Q: Why should a business that’s struggling through tough economic times invest in advertising?
When the economy slows down, the first thing on the chopping block is marketing/advertising. It’s an expense item on a P&L, and few organizations have an strong grasp on the true value it generates.
While your competition is making budget cuts, the platform is clear for you to become the main market authority and subsequently grab a share of the market. Actually, the simple practice of maintaining your marketing investment while others cut back will inherently generate a greater ROI in your investment.
Q: What’s the biggest advertising challenge facing businesses today?
Quantifying marketing’s return on investment, differentiation within the category, creating and executing a successful media campaign.

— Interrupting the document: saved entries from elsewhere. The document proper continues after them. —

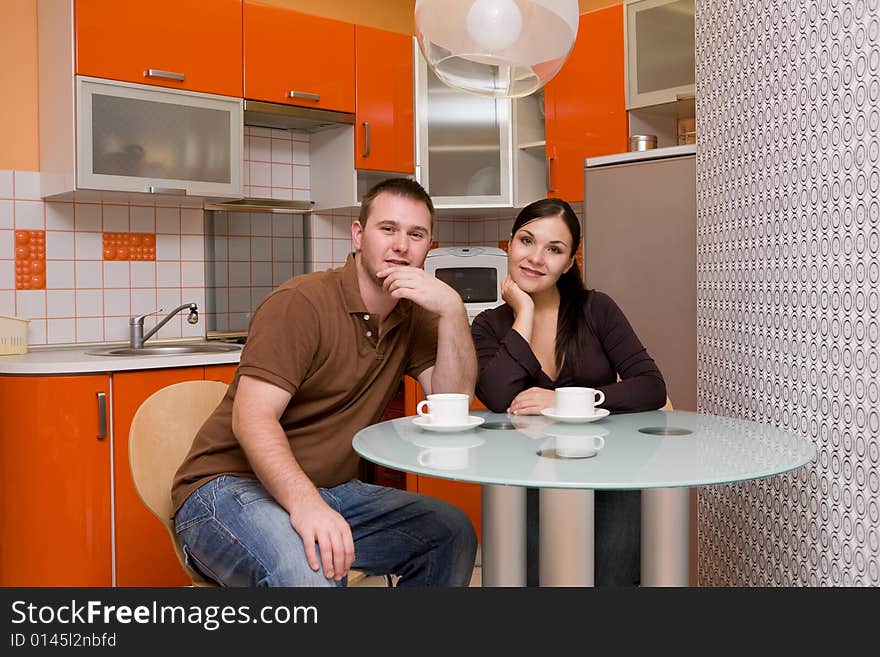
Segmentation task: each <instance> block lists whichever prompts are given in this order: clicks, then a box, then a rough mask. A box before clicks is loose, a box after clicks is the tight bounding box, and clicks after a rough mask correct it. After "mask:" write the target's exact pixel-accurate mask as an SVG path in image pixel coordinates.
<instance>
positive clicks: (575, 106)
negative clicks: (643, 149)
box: [544, 5, 628, 202]
mask: <svg viewBox="0 0 880 657" xmlns="http://www.w3.org/2000/svg"><path fill="white" fill-rule="evenodd" d="M623 43H624V41H623V6H622V5H617V6H614V7H608V8H607V9H600V10H597V11H591V12H587V13H585V14H581V17H580V24H579V27H578V35H577V41H575V45H574V48H573V49H572V52H571V54H570V55H569V57H568V60H567V61H566V62H565V65H564V66H563V67H562V70H560V71H559V73H558V74H557V75H556V77H554V78H553V79H552V80H550V82H548V83H547V85H546V86H545V87H544V116H545V128H546V140H547V144H546V155H547V166H548V183H549V184H548V187H549V189H548V191H547V195H548V196H555V197H559V198H562V199H565V200H566V201H569V202H575V201H583V200H584V158H587V157H595V156H597V155H609V154H611V153H622V152H624V151H626V149H627V129H628V128H627V114H626V98H625V80H624V65H625V64H624V52H623Z"/></svg>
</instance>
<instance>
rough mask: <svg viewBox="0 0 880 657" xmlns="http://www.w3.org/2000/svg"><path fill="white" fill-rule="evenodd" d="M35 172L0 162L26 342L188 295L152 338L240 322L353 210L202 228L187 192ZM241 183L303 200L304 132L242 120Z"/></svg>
mask: <svg viewBox="0 0 880 657" xmlns="http://www.w3.org/2000/svg"><path fill="white" fill-rule="evenodd" d="M39 176H40V174H39V172H35V171H10V170H0V315H11V316H16V317H22V318H27V319H30V320H31V321H30V324H29V336H28V341H29V344H32V345H40V344H68V343H80V342H109V341H124V340H127V339H128V318H129V316H131V315H135V314H142V313H149V312H152V311H154V310H156V309H158V308H169V309H170V308H174V307H176V306H178V305H180V304H181V303H184V302H190V301H194V302H196V303H197V304H198V305H199V308H200V309H202V311H203V312H202V313H201V315H202V317H203V321H200V322H199V323H198V324H196V325H195V326H192V325H190V324H187V323H186V322H185V321H184V318H183V317H182V316H181V317H176V318H174V319H172V320H171V321H170V322H168V324H166V325H165V326H164V327H163V328H162V329H161V330H160V331H159V334H158V337H161V338H173V337H198V336H202V335H204V334H205V332H206V331H207V330H245V329H246V328H247V324H248V322H249V320H250V314H251V312H252V311H253V309H254V308H256V306H257V305H258V304H259V302H260V301H261V300H262V299H263V298H264V297H265V296H266V295H267V294H268V293H269V292H270V291H271V290H272V289H273V288H274V287H276V286H278V285H280V284H281V283H283V282H284V281H285V280H287V279H288V278H290V277H291V276H296V275H299V274H302V273H305V272H309V271H320V270H323V269H327V268H330V267H338V266H341V265H342V264H344V263H345V260H346V258H347V257H348V254H349V253H350V252H351V250H352V248H353V246H352V242H351V222H352V221H353V220H354V219H356V218H357V210H356V209H353V210H352V209H346V210H339V211H332V212H320V213H314V214H307V215H279V214H265V213H243V212H229V213H227V212H210V213H207V215H208V216H207V220H208V222H209V223H208V226H207V230H206V216H205V214H206V213H205V212H204V211H203V210H202V209H201V208H200V207H194V206H193V205H192V202H191V201H190V205H187V204H186V201H184V202H182V203H181V204H180V205H163V204H158V203H157V204H151V203H150V200H149V198H148V197H145V199H144V201H143V202H142V203H141V202H130V203H107V202H103V203H99V202H81V201H52V200H43V199H41V198H40V194H39V189H40V178H39ZM244 185H245V188H244V195H245V196H251V197H258V198H276V199H285V200H291V199H292V200H308V199H309V195H310V167H309V135H308V134H307V133H304V132H296V131H290V132H288V131H284V130H275V129H267V128H256V127H247V128H246V129H245V161H244ZM580 205H581V204H579V206H580ZM575 209H576V211H578V213H579V214H581V213H582V207H577V208H575ZM440 214H441V215H442V214H443V212H442V211H440ZM515 216H516V211H515V210H513V209H500V210H483V211H478V210H475V211H474V214H473V216H461V213H455V216H439V217H438V218H437V221H436V225H435V227H434V240H435V241H436V242H437V243H438V244H439V245H440V246H463V245H475V244H485V245H490V246H496V245H498V244H499V242H500V241H502V240H506V239H508V237H509V234H510V227H511V225H512V224H513V220H514V217H515ZM211 263H213V264H211ZM40 269H44V272H42V278H41V272H40ZM206 302H207V304H206ZM151 321H152V320H151V319H148V320H147V327H148V328H149V326H150V322H151Z"/></svg>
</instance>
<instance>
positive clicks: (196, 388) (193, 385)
mask: <svg viewBox="0 0 880 657" xmlns="http://www.w3.org/2000/svg"><path fill="white" fill-rule="evenodd" d="M228 388H229V386H228V385H227V384H225V383H220V382H219V381H184V382H183V383H175V384H173V385H170V386H166V387H165V388H162V389H161V390H157V391H156V392H155V393H153V394H152V395H150V396H149V397H147V399H145V400H144V402H143V403H142V404H141V405H140V407H139V408H138V410H137V412H136V413H135V415H134V419H133V420H132V422H131V430H130V431H129V434H128V457H129V466H130V467H131V476H132V479H133V480H134V485H135V488H136V489H137V492H138V495H139V496H140V498H141V500H142V501H143V503H144V504H145V505H146V506H147V508H148V509H149V510H150V511H152V513H153V515H155V516H156V517H157V518H158V519H159V520H160V521H161V522H162V524H163V525H165V528H166V529H167V530H168V534H169V535H170V536H171V544H172V545H173V546H174V552H175V554H176V555H177V559H178V561H180V565H181V566H182V567H183V568H184V569H185V570H186V572H187V573H188V574H189V575H190V578H191V579H192V585H193V586H217V584H216V583H215V582H213V581H211V580H208V579H205V578H204V577H202V576H201V575H200V574H199V573H197V572H196V571H194V570H193V569H192V568H190V567H189V566H188V565H187V563H186V557H185V556H184V553H183V549H182V548H181V546H180V541H179V540H178V538H177V533H176V532H175V531H174V520H173V519H172V517H171V513H172V511H173V506H172V503H171V484H172V482H173V480H174V474H175V473H176V472H177V468H179V467H180V464H181V463H182V462H183V459H184V457H185V456H186V454H187V452H188V451H189V448H190V446H191V445H192V441H193V438H194V437H195V435H196V432H197V431H198V430H199V429H200V428H201V426H202V424H203V423H204V421H205V420H206V419H207V418H208V416H209V415H210V414H211V413H213V412H214V409H216V408H217V406H218V405H219V404H220V401H221V400H222V399H223V396H224V395H225V394H226V390H227V389H228ZM365 579H366V574H365V573H363V572H361V571H358V570H351V571H350V572H349V575H348V585H349V586H356V585H357V584H359V583H360V582H363V581H364V580H365ZM385 581H386V583H387V584H388V585H390V578H388V577H387V576H386V580H385Z"/></svg>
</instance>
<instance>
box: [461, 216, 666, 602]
mask: <svg viewBox="0 0 880 657" xmlns="http://www.w3.org/2000/svg"><path fill="white" fill-rule="evenodd" d="M580 241H581V227H580V222H579V221H578V218H577V215H575V213H574V211H573V210H572V209H571V206H569V204H568V203H566V202H565V201H563V200H560V199H556V198H548V199H542V200H539V201H535V202H534V203H531V204H529V205H527V206H526V207H524V208H523V209H522V211H520V213H519V214H518V215H517V218H516V221H515V222H514V224H513V229H512V231H511V238H510V245H509V248H508V259H507V263H508V267H507V269H508V276H507V278H506V279H505V280H504V283H503V285H502V298H503V299H504V301H505V302H506V303H505V304H503V305H501V306H499V307H497V308H493V309H491V310H486V311H484V312H482V313H480V314H479V315H478V316H477V317H476V318H475V319H474V322H473V325H472V327H471V330H472V333H473V337H474V344H475V346H476V348H477V357H478V358H479V379H478V381H477V389H476V393H477V397H478V398H479V399H480V401H481V402H483V404H485V405H486V407H487V408H489V409H490V410H492V411H495V412H498V413H503V412H505V411H506V412H508V413H510V414H512V415H536V414H539V413H540V412H541V411H542V410H543V409H545V408H551V407H553V406H554V405H555V404H554V397H555V392H554V390H555V389H556V388H558V387H563V386H586V387H590V388H597V389H599V390H601V391H602V392H604V393H605V402H604V403H603V404H602V407H603V408H607V409H608V410H610V411H611V412H612V413H615V412H616V413H622V412H633V411H648V410H654V409H657V408H660V407H661V406H663V404H664V403H665V402H666V384H665V382H664V381H663V376H662V375H661V374H660V370H659V369H657V365H656V364H655V363H654V361H653V359H652V358H651V357H650V356H649V355H648V352H647V351H646V350H645V348H644V346H642V343H641V342H640V341H639V339H638V337H637V336H636V334H635V332H634V331H633V329H632V327H631V326H630V324H629V322H628V321H627V319H626V317H625V316H624V314H623V312H622V311H621V310H620V308H619V307H618V306H617V304H615V303H614V301H613V300H612V299H611V297H609V296H608V295H606V294H603V293H602V292H598V291H596V290H588V289H586V288H585V287H584V283H583V279H582V277H581V273H580V270H579V268H578V266H577V263H576V262H575V254H576V253H577V249H578V246H579V245H580ZM618 376H619V380H618ZM595 512H596V523H595V527H596V542H595V546H596V558H595V564H596V580H595V581H596V584H597V585H598V586H634V585H637V584H638V582H639V540H640V539H639V534H640V532H639V527H640V512H641V505H640V494H639V491H597V492H596V495H595ZM537 514H538V504H537V491H535V490H529V491H528V526H529V538H528V545H529V551H528V552H529V553H528V561H529V565H528V571H529V572H528V583H529V585H535V584H537V563H538V559H537V544H538V540H537V526H538V515H537Z"/></svg>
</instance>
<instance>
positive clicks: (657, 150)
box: [584, 144, 697, 167]
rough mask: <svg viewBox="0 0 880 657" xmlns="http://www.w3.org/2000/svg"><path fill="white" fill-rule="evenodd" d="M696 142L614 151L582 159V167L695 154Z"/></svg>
mask: <svg viewBox="0 0 880 657" xmlns="http://www.w3.org/2000/svg"><path fill="white" fill-rule="evenodd" d="M696 152H697V145H696V144H684V145H683V146H667V147H666V148H652V149H650V150H647V151H630V152H628V153H615V154H614V155H600V156H598V157H588V158H586V159H584V167H600V166H606V165H609V164H629V163H631V162H642V161H644V160H657V159H660V158H664V157H681V156H683V155H695V154H696Z"/></svg>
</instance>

Differentiation is one of the biggest challenges in many, if not all, industries. Too often organizations are saying the same thing their competition is already screaming from the hilltop. At that point, the product/service becomes a commodity based on price or some variable that reduces the brand to a transaction and not a valuable experience.
As for creating and executing a successful media campaign, it’s easy for businesses to get overwhelmed. Between determining the correct business metrics (which sometimes require buy-in), defining the most ideal audience segments, qualifying and correctly utilizing the vast array of media options, success is far from a given.Often, the marketing team lacks the resources and tools (due to budgets) that allow for the accurate analysis of markets, audiences and media tactics. They don’t have the opportunity to work through these critical marketing exercises regularly. They don’t have regular contact with the media outlets. They don’t get to see marketing performance first hand on a daily basis. This is where an experienced marketing and advertising team comes in.
Q: How has the digital advertising space impacted the real world advertising spaces of billboards and benches?
If anything, the digital tactics have made offline tactics like billboards focus more on their true role in the media mix. OOH (Out Of Home – billboards, benches, etc) has always been a great tactic for achieving diverse marketing goals. It’s highly effective at generating frequency and achieving large reach in a market, for instance.
Branding is where it excels. With the highly targeted world of digital advertising, too often businesses lose sight of the need to brand and reach the masses. As such, OOH has had to re-orient itself to what it does best – branding, frequency, reach. We’ve been successful at this transition and have found OOH locations are in still demand.